Espérait-on vraiment que la formule change? Tout juste avant Sur ordre, et bien sûr avant L’Ours et le Dragon, le défunt romancier américain Tom Clancy imaginait une guerre entre les États-Unis et le Japon dans Debt of Honor (Dette d’honneur dans sa version française). Y trouve-t-on son compte? Pas vraiment, non.
L’idée a été reprise encore et encore par un Clancy qui donne décidément l’impression de manquer d’inspiration: pour assurer sa pérennité, une puissance géopolitique asiatique tourne le regard vers la Sibérie et ses ressources inexploitées. Et encore une fois, les États-Unis joueront le rôle de justiciers planétaires, faisant pleuvoir sur la nation ennemie toutes sortes de munitions aux acronymes aussi complexes et oubliables les uns que les autres.
Cette fois, c’est le Japon qui hérite du rôle de méchant de service. L’histoire débutait pourtant de belle façon: acculés sur le plan commercial par une nouvelle loi américaine qui ralentit grandement les importations nippones, Tokyo, dont le gouvernement est davantage contrôlé par des industriels que par des politiciens, élabore un plan pour assurer la domination du Soleil levant sur la région de l’Extrême-Orient.
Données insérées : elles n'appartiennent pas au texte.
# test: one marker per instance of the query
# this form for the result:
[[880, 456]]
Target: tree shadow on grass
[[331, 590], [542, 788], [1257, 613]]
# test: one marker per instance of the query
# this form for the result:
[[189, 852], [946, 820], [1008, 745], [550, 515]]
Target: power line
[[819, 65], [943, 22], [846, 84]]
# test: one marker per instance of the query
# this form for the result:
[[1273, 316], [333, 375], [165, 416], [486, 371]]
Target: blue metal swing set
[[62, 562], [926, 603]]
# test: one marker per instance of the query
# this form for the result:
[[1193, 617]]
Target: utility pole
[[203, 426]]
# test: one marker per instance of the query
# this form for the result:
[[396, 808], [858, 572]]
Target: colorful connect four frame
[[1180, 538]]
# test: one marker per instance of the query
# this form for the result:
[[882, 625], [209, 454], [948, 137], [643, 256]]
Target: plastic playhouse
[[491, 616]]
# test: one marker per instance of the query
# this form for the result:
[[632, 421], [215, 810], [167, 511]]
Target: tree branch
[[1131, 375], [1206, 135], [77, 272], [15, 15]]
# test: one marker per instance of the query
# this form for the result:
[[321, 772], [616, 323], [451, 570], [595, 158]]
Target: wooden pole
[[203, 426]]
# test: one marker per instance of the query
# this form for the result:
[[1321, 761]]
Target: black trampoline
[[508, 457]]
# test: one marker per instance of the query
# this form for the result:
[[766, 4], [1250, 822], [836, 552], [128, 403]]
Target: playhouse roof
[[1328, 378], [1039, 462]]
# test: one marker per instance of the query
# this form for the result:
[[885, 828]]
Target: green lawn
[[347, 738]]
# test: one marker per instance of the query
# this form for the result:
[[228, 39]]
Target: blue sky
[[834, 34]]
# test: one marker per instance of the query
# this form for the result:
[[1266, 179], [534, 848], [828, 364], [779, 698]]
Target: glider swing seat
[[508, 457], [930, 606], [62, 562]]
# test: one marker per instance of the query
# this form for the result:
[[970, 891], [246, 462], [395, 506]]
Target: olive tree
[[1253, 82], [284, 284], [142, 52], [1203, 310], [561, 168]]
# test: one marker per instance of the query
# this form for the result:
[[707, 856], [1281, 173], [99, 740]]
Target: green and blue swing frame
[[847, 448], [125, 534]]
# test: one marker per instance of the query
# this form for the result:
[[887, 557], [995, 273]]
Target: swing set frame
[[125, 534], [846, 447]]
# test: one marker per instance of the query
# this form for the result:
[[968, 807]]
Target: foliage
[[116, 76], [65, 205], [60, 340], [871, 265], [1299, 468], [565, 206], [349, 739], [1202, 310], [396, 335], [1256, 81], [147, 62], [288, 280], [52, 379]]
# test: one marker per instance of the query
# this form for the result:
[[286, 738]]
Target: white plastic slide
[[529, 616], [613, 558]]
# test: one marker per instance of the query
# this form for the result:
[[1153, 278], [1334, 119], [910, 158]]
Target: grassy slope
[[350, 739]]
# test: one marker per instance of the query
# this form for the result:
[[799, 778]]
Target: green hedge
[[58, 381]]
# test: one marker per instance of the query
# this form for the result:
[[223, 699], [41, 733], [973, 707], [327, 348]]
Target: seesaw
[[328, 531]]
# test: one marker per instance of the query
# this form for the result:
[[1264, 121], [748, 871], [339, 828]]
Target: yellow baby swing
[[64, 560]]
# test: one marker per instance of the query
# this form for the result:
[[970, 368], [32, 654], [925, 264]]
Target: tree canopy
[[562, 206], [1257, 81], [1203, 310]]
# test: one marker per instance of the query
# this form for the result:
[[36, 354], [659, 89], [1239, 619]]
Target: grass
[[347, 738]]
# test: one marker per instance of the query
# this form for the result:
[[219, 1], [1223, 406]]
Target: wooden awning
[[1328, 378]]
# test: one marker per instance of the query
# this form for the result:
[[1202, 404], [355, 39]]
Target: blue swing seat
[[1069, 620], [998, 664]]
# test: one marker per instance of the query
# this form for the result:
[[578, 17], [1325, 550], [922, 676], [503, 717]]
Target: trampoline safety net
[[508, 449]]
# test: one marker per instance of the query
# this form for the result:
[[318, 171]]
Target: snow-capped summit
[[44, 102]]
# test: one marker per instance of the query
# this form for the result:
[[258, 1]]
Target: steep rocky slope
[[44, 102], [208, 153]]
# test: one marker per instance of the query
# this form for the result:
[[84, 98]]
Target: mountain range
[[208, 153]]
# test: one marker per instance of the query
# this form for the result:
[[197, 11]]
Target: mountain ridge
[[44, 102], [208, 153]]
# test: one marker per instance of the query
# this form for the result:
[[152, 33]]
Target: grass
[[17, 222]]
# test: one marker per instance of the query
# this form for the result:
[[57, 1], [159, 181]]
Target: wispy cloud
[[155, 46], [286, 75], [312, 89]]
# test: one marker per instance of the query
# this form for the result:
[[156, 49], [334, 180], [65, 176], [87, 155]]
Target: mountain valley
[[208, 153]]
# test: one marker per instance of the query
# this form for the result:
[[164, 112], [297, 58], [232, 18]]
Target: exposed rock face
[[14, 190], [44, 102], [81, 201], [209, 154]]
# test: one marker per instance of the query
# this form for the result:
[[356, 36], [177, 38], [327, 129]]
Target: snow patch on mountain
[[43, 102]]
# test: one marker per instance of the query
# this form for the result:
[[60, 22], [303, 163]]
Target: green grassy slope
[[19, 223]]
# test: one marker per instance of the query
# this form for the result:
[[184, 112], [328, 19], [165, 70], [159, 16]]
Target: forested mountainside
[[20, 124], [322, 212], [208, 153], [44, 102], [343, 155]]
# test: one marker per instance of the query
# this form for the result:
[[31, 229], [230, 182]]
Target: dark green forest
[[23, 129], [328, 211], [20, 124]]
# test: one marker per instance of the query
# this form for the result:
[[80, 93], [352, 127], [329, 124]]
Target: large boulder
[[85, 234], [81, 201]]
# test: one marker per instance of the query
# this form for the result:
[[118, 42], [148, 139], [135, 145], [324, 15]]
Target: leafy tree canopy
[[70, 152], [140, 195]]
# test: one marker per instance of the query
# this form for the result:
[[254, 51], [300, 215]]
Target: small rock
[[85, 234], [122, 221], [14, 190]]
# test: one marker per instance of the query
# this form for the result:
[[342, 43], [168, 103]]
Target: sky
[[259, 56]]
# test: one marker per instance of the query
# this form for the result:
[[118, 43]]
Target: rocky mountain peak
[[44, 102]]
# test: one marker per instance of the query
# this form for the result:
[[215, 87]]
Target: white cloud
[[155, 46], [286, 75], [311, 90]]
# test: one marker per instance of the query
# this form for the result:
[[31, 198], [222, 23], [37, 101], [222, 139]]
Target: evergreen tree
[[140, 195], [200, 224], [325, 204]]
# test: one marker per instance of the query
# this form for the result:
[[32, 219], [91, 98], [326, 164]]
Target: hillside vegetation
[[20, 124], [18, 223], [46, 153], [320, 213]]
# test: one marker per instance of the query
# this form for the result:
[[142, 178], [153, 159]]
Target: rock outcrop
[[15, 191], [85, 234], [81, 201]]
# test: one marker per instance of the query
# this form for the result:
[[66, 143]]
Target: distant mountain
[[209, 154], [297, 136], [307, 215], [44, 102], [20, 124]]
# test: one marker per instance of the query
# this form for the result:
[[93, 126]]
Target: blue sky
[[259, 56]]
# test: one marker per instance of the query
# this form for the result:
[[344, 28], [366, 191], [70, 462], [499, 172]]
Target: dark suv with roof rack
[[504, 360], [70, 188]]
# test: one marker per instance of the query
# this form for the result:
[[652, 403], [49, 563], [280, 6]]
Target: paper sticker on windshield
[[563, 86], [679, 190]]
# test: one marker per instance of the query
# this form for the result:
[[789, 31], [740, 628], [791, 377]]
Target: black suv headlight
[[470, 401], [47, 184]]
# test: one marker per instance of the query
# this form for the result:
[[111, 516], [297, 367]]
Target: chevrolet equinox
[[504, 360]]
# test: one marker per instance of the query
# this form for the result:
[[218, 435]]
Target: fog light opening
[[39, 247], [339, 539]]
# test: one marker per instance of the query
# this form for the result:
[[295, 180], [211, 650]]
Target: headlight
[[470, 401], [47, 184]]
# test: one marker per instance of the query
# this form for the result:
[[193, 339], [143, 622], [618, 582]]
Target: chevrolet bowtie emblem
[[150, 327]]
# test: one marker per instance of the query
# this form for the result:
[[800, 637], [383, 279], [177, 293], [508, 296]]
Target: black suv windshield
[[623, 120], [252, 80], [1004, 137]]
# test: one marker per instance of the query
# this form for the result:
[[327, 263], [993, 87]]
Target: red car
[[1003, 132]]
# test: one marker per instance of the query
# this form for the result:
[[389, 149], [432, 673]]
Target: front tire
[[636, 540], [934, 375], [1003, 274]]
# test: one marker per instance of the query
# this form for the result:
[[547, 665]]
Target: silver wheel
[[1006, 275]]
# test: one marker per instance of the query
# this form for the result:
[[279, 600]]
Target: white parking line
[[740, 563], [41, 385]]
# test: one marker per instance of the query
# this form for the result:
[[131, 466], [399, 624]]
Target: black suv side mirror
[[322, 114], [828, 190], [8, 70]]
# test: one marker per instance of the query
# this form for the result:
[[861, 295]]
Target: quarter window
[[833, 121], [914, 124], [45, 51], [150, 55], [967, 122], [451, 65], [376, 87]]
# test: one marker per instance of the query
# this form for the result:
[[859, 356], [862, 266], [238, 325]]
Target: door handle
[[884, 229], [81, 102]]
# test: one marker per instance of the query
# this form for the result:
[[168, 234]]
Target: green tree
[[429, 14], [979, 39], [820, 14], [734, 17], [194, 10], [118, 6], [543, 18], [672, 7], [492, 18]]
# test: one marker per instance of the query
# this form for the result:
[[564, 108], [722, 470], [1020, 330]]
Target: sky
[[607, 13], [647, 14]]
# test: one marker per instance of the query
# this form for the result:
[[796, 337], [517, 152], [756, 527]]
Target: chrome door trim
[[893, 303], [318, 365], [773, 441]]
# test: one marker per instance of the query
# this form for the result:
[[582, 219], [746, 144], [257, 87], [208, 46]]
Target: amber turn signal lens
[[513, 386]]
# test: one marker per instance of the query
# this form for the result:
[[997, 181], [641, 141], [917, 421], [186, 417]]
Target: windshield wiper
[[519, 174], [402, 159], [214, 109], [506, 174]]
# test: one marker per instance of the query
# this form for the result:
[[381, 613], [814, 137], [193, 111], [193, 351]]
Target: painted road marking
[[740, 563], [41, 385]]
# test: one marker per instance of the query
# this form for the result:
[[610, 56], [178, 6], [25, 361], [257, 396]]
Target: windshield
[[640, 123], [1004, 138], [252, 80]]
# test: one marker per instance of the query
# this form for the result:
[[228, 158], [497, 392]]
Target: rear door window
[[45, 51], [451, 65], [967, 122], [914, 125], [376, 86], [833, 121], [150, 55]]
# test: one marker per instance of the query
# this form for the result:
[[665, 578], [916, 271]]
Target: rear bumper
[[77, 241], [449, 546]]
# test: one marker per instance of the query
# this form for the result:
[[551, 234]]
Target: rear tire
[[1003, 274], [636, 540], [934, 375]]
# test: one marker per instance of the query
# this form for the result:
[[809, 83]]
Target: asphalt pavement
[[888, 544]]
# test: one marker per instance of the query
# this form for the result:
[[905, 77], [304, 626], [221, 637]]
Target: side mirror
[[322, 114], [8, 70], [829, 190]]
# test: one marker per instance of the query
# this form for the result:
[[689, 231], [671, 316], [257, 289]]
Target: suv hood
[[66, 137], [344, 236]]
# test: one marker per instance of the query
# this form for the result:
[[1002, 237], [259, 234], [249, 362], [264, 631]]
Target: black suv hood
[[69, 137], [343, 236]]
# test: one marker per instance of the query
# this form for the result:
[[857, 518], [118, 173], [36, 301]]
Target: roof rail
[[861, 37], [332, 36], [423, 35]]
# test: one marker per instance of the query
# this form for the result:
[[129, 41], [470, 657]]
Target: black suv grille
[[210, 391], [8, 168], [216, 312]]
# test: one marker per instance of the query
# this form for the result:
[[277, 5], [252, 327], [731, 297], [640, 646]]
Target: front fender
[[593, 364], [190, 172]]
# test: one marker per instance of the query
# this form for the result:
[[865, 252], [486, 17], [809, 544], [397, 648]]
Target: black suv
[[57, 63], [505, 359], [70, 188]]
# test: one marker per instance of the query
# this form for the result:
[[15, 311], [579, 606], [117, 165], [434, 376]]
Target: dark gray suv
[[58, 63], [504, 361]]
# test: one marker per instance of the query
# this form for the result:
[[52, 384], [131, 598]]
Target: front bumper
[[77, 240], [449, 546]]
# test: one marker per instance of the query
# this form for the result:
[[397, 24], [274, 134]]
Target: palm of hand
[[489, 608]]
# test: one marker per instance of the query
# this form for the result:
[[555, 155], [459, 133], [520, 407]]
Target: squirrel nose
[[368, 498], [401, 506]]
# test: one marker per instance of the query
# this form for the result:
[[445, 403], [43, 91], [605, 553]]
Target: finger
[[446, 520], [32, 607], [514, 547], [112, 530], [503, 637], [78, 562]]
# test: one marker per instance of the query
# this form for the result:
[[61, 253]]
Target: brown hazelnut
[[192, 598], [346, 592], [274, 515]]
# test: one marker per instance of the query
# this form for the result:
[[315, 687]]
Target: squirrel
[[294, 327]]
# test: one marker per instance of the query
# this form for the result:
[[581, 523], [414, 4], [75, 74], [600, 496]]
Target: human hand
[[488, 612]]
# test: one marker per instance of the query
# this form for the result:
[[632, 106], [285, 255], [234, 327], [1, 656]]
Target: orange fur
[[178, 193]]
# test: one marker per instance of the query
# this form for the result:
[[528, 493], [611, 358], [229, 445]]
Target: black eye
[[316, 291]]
Au menu: attaque surprise contre les forces navales de l’allié américain, machinations avec la Chine et l’Inde pour s’attaquer à la Russie, et développement secret d’armes nucléaires.
À Washington, où l’immortel héros Jack Ryan est conseiller présidentiel en matière de sécurité nationale, on trouvera rapidement une façon de riposter, et ce malgré la réduction des forces stratégiques et conventionnelles des États-Unis.
Comme à son habitude, Clancy s’avère incapable de construire une intrigue politique digne de ce nom, ou de changer trop profondément l’équilibre géopolitique de la planète. Pourtant, le contexte était intéressant: que se serait-il passé si Tokyo, New Delhi et Pékin décidaient effectivement de former une alliance et envahissaient la Russie après avoir attaqué Washington? Aurait-on une guerre entre les pays de l’OTAN et ces trois puissances asiatiques? Moscou déciderait-elle d’utiliser ses armes nucléaires? Qu’en serait-il de la scène politique américaine, alors que le président entre dans la période des caucus et autres primaires électoraux? Et quid des médias, qui jouent le rôle de chiens de poche dans le roman, mais qui normalement auraient un impact bien plus important? Tout cela sans compter la communauté internationale et les instances onusiennes, ici désespérément absentes.
Fidèle à son habitude, Tom Clancy ne va pas assez loin, et préfère plutôt étaler ses connaissances militaires. Cette Dette d’honneur est donc à éviter.